Indonesia terpukul dengan anjloknya harga batu bara di pasar global. Setelah mencapai puncaknya pada tahun 2011, harga acuan batu bara Indonesia turun dari USD 127,05 per ton ke USD 54,43 per ton. Kinerja industri batu bara Indonesia menjadi terganggu. Bagaimana mungkin?
Indonesia merupakan produsen batu bara terbesar kelima di Dunia setelah Tiongkok, AS, India, dan Australia. Terhadap PDB, kontribusi sektor pertambangan batu bara dan lignit sebesar 1,93 persen pada kuartal III-2015. Penurunan harga membuat laju pertumbuhan sektor ini terus melambat bahkan tumbuh negatif saat ini yakni -2,22 persen year on year (y-o-y), dibandingkan dengan pertumbuhan yoy kuartal IV-2011 yang sangat fantastis 33,73 persen.
Perlambatan ini juga dikonfirmasi oleh data keuangan perusahaan-perusahaan batu bara. Laba PT Adaro Energy Tbk (ADRO) yang merupakan produsen batu bara terbesar di Indonesia pada tahun 2014 turun 18,86 persen dibandingkan periode yang sama tahun sebelumnya. Sedangkan PT Berau Coal Energy Tbk (BRAU) bahkan sejak tahun 2012 sudah merugi. Kerugian dari bisnis batu bara juga dialami oleh PT Bayan Resources Tbk (BYAN). Nilai kerugian pada tahun 2014 melonjak hingga 246,95 persen dari periode yang sama tahun 2013. Akibatnya, harga saham perusahaan-perusahaan batu bara yang listing di BEI ikut anjlok.
Bagi pemerintah daerah kondisi ini juga tidak bagus, khususnya bagi provinsi-provinsi yang merupakan lumbung batu bara Indonesia seperti Kalimantan Timur (Kaltim), Kalimantan Selatan (Kalsel), dan Sumatera Selatan (Sumsel). Provinsi Kaltim yang 37 persen ekonominya berasal dari kegiatan pertambangan batu bara paling terimbas oleh penurunan harga ini. Laju pertumbuhan PDRB Kaltim turun drastis dari 14,24 persen pada tahun 2012 menjadi hanya sebesar 4,02 persen pada tahun 2014, di bawah angka pertumbuhan ekonomi nasional 5,02 persen. Di Kalsel, pertumbuhan tahunan Sektor Pertambangan dan Penggalian sempat mencapai 28,61 persen sebelum turun menjadi tinggal 6,22 persen.

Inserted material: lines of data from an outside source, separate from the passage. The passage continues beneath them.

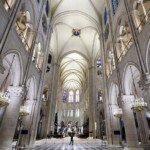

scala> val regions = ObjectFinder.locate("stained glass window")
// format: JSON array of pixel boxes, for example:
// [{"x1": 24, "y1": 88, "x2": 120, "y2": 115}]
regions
[
  {"x1": 62, "y1": 90, "x2": 67, "y2": 102},
  {"x1": 111, "y1": 0, "x2": 120, "y2": 15},
  {"x1": 76, "y1": 90, "x2": 80, "y2": 102},
  {"x1": 68, "y1": 90, "x2": 74, "y2": 102}
]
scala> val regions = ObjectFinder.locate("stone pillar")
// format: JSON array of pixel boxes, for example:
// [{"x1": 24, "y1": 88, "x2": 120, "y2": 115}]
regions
[
  {"x1": 111, "y1": 105, "x2": 120, "y2": 146},
  {"x1": 122, "y1": 95, "x2": 143, "y2": 150},
  {"x1": 19, "y1": 100, "x2": 35, "y2": 146},
  {"x1": 48, "y1": 63, "x2": 59, "y2": 134},
  {"x1": 136, "y1": 112, "x2": 150, "y2": 148},
  {"x1": 0, "y1": 86, "x2": 23, "y2": 150},
  {"x1": 88, "y1": 66, "x2": 96, "y2": 138}
]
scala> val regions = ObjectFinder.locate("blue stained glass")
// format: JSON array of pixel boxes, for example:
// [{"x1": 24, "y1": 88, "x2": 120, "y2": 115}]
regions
[
  {"x1": 111, "y1": 0, "x2": 120, "y2": 15},
  {"x1": 45, "y1": 0, "x2": 49, "y2": 16},
  {"x1": 104, "y1": 7, "x2": 108, "y2": 25},
  {"x1": 63, "y1": 90, "x2": 67, "y2": 102},
  {"x1": 97, "y1": 58, "x2": 102, "y2": 67}
]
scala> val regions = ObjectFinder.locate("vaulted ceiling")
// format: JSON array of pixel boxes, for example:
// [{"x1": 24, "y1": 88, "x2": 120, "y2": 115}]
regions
[{"x1": 49, "y1": 0, "x2": 105, "y2": 90}]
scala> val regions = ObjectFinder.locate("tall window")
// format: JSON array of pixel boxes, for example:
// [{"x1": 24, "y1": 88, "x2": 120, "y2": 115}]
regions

Tiongkok sebagai importir batu bara Indonesia terbesar kedua tengah merestrukturisasi industrinya melalui inovasi pada teknologi informasi. Dengan demikian industri-industri yang banyak menggunakan batu bara sebagai input —industri baja, semen, dan pupuk— bisa mengurangi pemakaian batu baranya. Selain itu polusi udara yang parah di kota-kota besar mendorong Pemerintah Tiongkok mengeluarkan seperangkat rencana aksi salah satunya adalah membatasi penggunaan batu bara di daerah pesisir Tiongkok (Coastal China). Selain Tiongkok, importir utama lain yang nampaknya akan mengurangi penggunaan batu bara Indonesia adalah Jepang. Ekonomi Jepang saat ini terancam kembali mengalami resesi, ditunjukkan oleh penurunan tingkat inflasi selama dua kuartal terakhir, mendekati deflasi.
Turunnya harga batu bara memang tidak menguntungkan bagi Indonesia, sekitar 80 persen volume ekspor komoditas nonmigas adalah batu bara. Namun demikian kondisi ini dapat kita manfaatkan sebagai momentum untuk melepas ketergantungan terhadap batu bara. Pemerintah, baik pusat maupun daerah, semestinya menggali potensi lain dan mengembangkan industri pengolahannya, sehingga ekspor Indonesia tidak lagi berupa barang mentah namun berupa barang jadi yang memiliki nilai tambah. Sebagai catatan Tiongkok sedang beralih dari pertumbuhan berbasis investasi menuju pertumbuhan berbasis konsumsi. Terlebih lagi, jumlah kelompok menengah ke atas Tiongkok diprediksi akan bertambah sehingga peluang pasar barang menjadi terbuka semakin lebar.